I have a number of related use cases for what I'd ...
# getting-started
s
I have a number of related use cases for what I'd describe as "Data Profile" and/or "Data Quality" attributes, most of which are per-field. For example: completeness (~non-null percentage), distinct values, or histograms of distinct values in enumeration-like fields. I've been doing some quick-and-dirty prototyping by adding these attributes to the SchemaField model, but that feels wrong. It seems like "Data Profile" is really a separate aspect to "Schema", but they both contain per-field information, so I'm not sure how best to model this. I could add "DataProfile" to the set of dataset aspects. But then I'd have two aspects containing field-level information (
SchemaMetadata.SchemaFields
and something like
DataProfile.FieldProfiles
). If this is the correct model, what would be a good way to associate each particular FieldProfile with a particular SchemaField? Or is there a different model that would be better? More generally, it seems like there's a tension between two models for field-level aspects: 1. Dataset has many Aspects, some of which have metadata for many Fields 2. Dataset has many Fields, some of which have multiple Aspects I don't have an opinion on which of these models is more "correct", but the current implementation only seems to really support one aspect per field, and pushes any extensions to favour model (1) above. Is this a conscious design decision, or has this question just not come up yet?
b
This is an excellent question and shows that you have a deep understand of DataHub's modeling framework. @ambitious-battery-33996 is currently working on a RFC which faced a similar issue. The proposed solution is to create a
DatasetFieldUrn
that can be used as a pointer without fully materialized field entities. Fields will be created as nodes in the graph to answer questions like "Give me all the PII-containing fields of this dataset based on annotation supplied to its upstream datasets (aka fine-grained metadata propagation)"
s
Ah, yes, I'd temporarily forgotten someone was working on field-level lineage. That would also need to address this general problem.
Thanks!
Field URN sounds like a good idea to me. I'll have a proper read of the RFC.
b
Feel free to comment on the RFC as well.
s
Yep, will do.
to answer questions like "Give me all the PII-containing fields of this dataset based on annotation supplied to its upstream datasets (aka fine-grained metadata propagation)"

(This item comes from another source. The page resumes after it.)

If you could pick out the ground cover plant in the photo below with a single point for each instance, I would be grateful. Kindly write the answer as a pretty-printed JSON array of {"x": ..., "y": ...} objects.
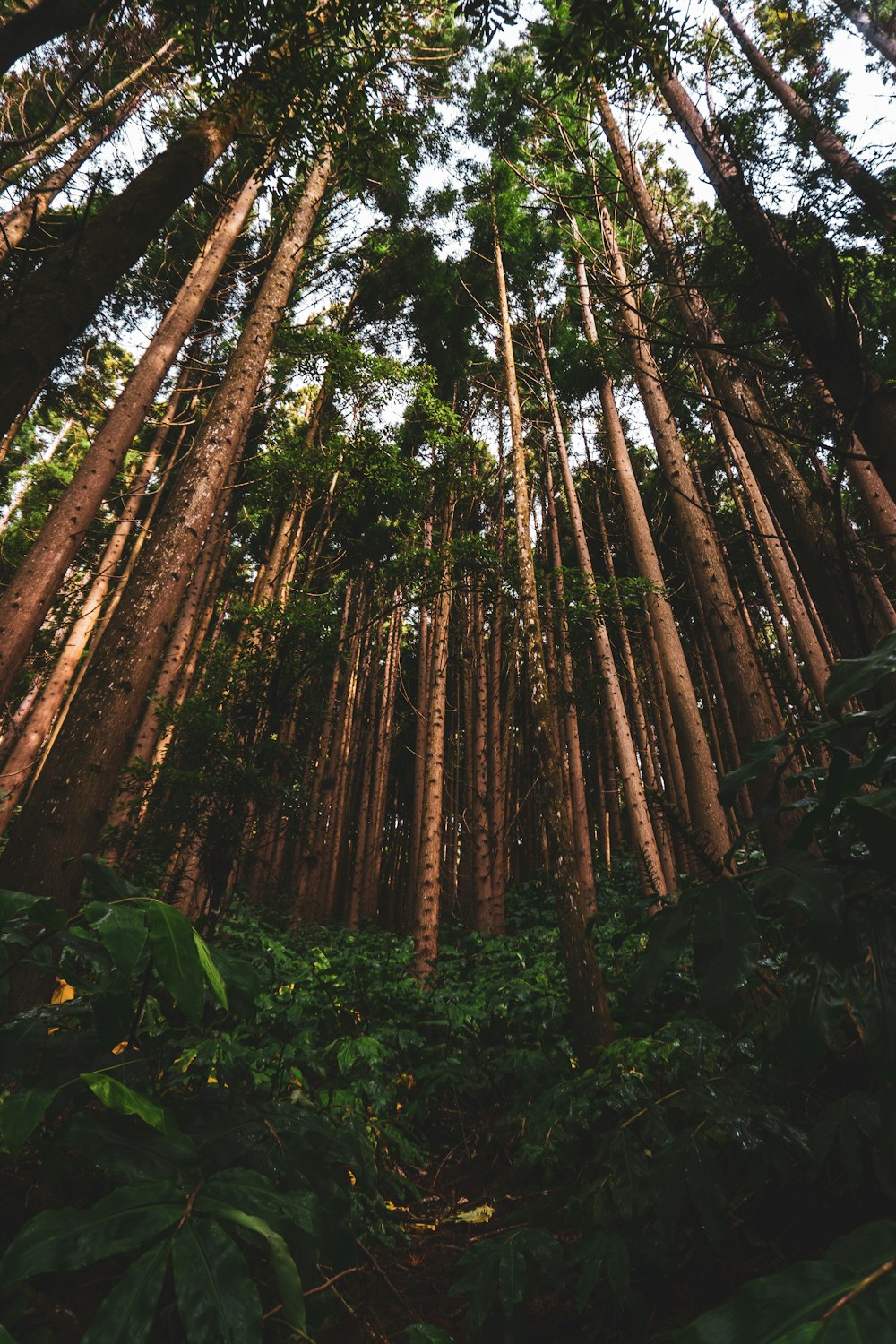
[{"x": 317, "y": 1147}]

Incidentally, is there already a model for the single-dataset part of this (i.e. ignoring lineage, just directly annotating individual fields within a dataset as containing PII)? It looks like the PII flag is also dataset-level only at the moment.
b
This is also on the roadmap. Unfortunately we're unable to open source the internal models as-is since it's highly customized for LinkedIn.
s
Sure, no problem. Just wanted to check I wasn't missing something that was already present.